|Sara Porkalob and duck heads (Truman Buffett)|
|Jose Amador (Truman Buffett)|
Solo pieces are often stories that you've never heard before. They don't have to be "true" or autobiographical, but as with many types of writing, solo pieces are written by people who write "what they know."
Sometimes, a one-person show will be performed only as one person, and sometimes the performer becomes multiple people in the story. In the recent "festival," Locally Grown, Jose Amador performs as himself throughout his piece and only becomes his father for a moment. In contrast, Sara Porkalob becomes many characters in a flurry of quick changes that sometimes are accomplished by slight movements from one side to another.
Both of these plays are autobiographical and both deal with cultures and families and traditions far from the white-bread American norm (she says tongue just a bit in cheek). Jose tells about returning for a visit to family in Puerto Rico and shares his growing emotional connection with a land he left. Sara recreates a bit of family history as she becomes her grandmother and tells a rather amazing tale of Filipino gangsters and single motherhood and hints at even more.
Both modes are part of solo performing tradition, and only the story to be told dictates what form it should take. But there is a special responsibility that solo performers take on because, of course, they are the only people on stage for the entire performance. It takes a certain extra self-confidence to command that attention and believe that what you have to say is worth the audience's time.
Jose's production is entitled El Hijo Prodigo (Prodigal Son). He takes the audience on a journey of the sights and sounds of Puerto Rico, the food, the family and the comraderie.

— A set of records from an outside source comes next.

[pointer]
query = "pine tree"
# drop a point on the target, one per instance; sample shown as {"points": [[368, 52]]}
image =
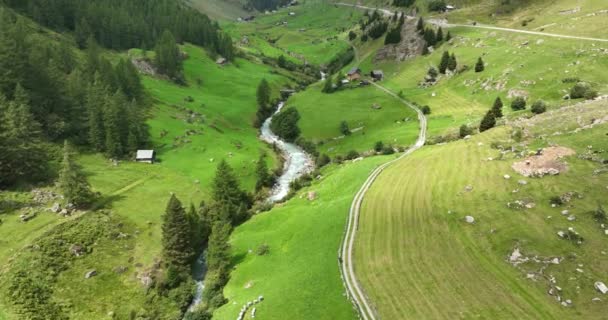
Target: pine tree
{"points": [[72, 181], [439, 34], [488, 121], [21, 152], [176, 232], [445, 60], [230, 200], [95, 105], [479, 66], [168, 58], [263, 177], [263, 93], [452, 64], [328, 86], [420, 25], [497, 108], [218, 263]]}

His telling seduces the audience into feeling his feelings and connecting with aspects of Puerto Rico that tourists are not likely to find.
Sara's production is Dragon Lady. She becomes her grandmother on her grandmother's 75th birthday. Loathe to join the celebration upstairs that she doesn't really want, Grandma convinces Sara to stay downstairs by promising her a story no one else knows.
Sara then shares with us the story of her mother's birth, shrouded in secrets and danger, though we've already seen (through Sara's recreation) her mother and sisters planning the birthday party, so we are assured of a relatively happy ending.
Each production is a soul-satisfying experience. Jose's can be seen tonight and tomorrow. Sara's is completed, but her plan, before perhaps exploring the various international fringe festivals, is to bring the piece back to Theatre Off Jackson for their Solo Performance Festival at the end of March. (It's not clear at this time when Jose might perform his piece again.)
Sara's piece is a whirlwind of story-telling. She becomes her mother, two aunts and grandmother on a car ride, and various people from her grandmother's past as a young Filipino bathroom scrubber with few prospects, falling in love with a mystery man and finding out she's picked the absolute wrong guy.
She demonstrates her grandmother's ability to sing (by demonstrating her own) and weaves a tale so amazing you might not believe that it's true at all. There is no time to think, for the audience. Just to hold on for the ride.
We have a wealth of solo performers here and teachers like Keira Macdonald (a solo performer herself) to mentor those who would like to try it out. Those who are presenting their fully developed pieces, whether it's Locally Grown or SPF, are certainly worth gambling on!